If it is of the nature expected in this material, then there can be some hope, at least for the first 1%.
http://newmars.com/forums/viewtopic.php … 87#p206487
Quote:
Relating to the previous two posts, I thought these additional articles were worth a look:
https://phys.org/news/2017-01-ceres-ast … laged.htmlJANUARY 20, 2017
Observations of Ceres indicate that asteroids might be camouflaged
by SETI InstituteImage Quote:
Isaac Arthur is big on beamed power. He is not afraid to think big. I even have some trouble entertaining some of his furthest thinking. Guess I am showing my age.

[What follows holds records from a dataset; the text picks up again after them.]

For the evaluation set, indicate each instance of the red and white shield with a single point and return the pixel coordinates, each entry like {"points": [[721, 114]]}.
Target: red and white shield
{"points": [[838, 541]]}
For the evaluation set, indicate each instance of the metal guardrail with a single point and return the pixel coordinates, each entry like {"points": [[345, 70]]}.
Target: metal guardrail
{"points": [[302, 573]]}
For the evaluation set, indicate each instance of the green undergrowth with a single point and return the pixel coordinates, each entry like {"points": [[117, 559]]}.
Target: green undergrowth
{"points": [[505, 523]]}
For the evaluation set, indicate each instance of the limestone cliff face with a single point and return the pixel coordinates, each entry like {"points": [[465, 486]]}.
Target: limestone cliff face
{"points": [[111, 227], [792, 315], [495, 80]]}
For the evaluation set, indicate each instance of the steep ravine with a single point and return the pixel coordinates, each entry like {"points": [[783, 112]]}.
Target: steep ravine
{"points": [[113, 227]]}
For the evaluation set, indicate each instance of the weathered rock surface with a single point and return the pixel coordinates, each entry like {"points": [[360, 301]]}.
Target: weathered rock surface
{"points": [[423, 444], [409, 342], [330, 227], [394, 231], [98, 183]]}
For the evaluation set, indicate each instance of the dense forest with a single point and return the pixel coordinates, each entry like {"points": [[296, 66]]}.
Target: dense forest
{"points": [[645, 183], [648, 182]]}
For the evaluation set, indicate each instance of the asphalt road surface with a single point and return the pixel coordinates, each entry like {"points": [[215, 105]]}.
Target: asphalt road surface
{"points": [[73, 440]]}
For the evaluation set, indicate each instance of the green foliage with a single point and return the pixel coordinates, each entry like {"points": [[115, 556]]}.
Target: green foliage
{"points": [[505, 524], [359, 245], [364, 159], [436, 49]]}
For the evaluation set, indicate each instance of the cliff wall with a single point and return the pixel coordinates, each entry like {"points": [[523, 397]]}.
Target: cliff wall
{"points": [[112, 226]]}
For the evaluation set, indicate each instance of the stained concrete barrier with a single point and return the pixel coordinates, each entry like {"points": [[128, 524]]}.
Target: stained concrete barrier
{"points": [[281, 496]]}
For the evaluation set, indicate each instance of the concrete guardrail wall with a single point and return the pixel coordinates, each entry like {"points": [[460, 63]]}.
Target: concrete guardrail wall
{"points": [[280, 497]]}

Power beams will spread, but you could overlap many of them. Suppose you sent power with Ceres as the target receiver itself. Just for speculation, let's say it would be microwaves, and you might have built a receiver in the L1 of Ceres. A very big one. Alternately it might be laser light.
But let's say you mine organic stuff from Ceres and send it off with a power system that comes from the L1 power station.
The idea of photon sails is considered for interstellar, but here I am presuming that we (That is the inheritors), could use a solar moth instead as power beams might focus on a small area for a small period of flight, the start of flight.
https://isaacarthur.net/video/solar-mot … lar-sails/
So, "We" have built a large ship to contain some volatiles, perhaps some Ammonia Water, and some CO2.
The power beams from the inner system begin sending power to the Ceres L1 power station, which is very big, and that then powers a Laser system with a narrow focus. For a few minutes the rocket pushes very strongly to intercept our Moon.
Upon arrival towards the Moon the ship turns around and Lasers from the Earth/Moon again power it, but it is spraying its plume of Ammonia water, and CO2 at the Moon. If the spread is not too large, it may discharge the gas to the Moon, without an impact of a solid. It may even be that this action would then send it back to Ceres.
It's a try. Probably the inheritors can cook something better up.
But in general, substances such as water and ammonia and CO2 will tend to condense out on the Lunar Shaded crater floors.
If the Moon has a thin atmosphere of O2 perhaps that would tend to have a circulation that would help to move volatiles delivered in this fashion to the poles. Such a very thin O2 atmosphere may actually as well have Ozone which might protect from UV. But the method would not catch all of the delivered gasses.
In this action of mining Ceres, of course you would build lots of habitats for humans and their robots.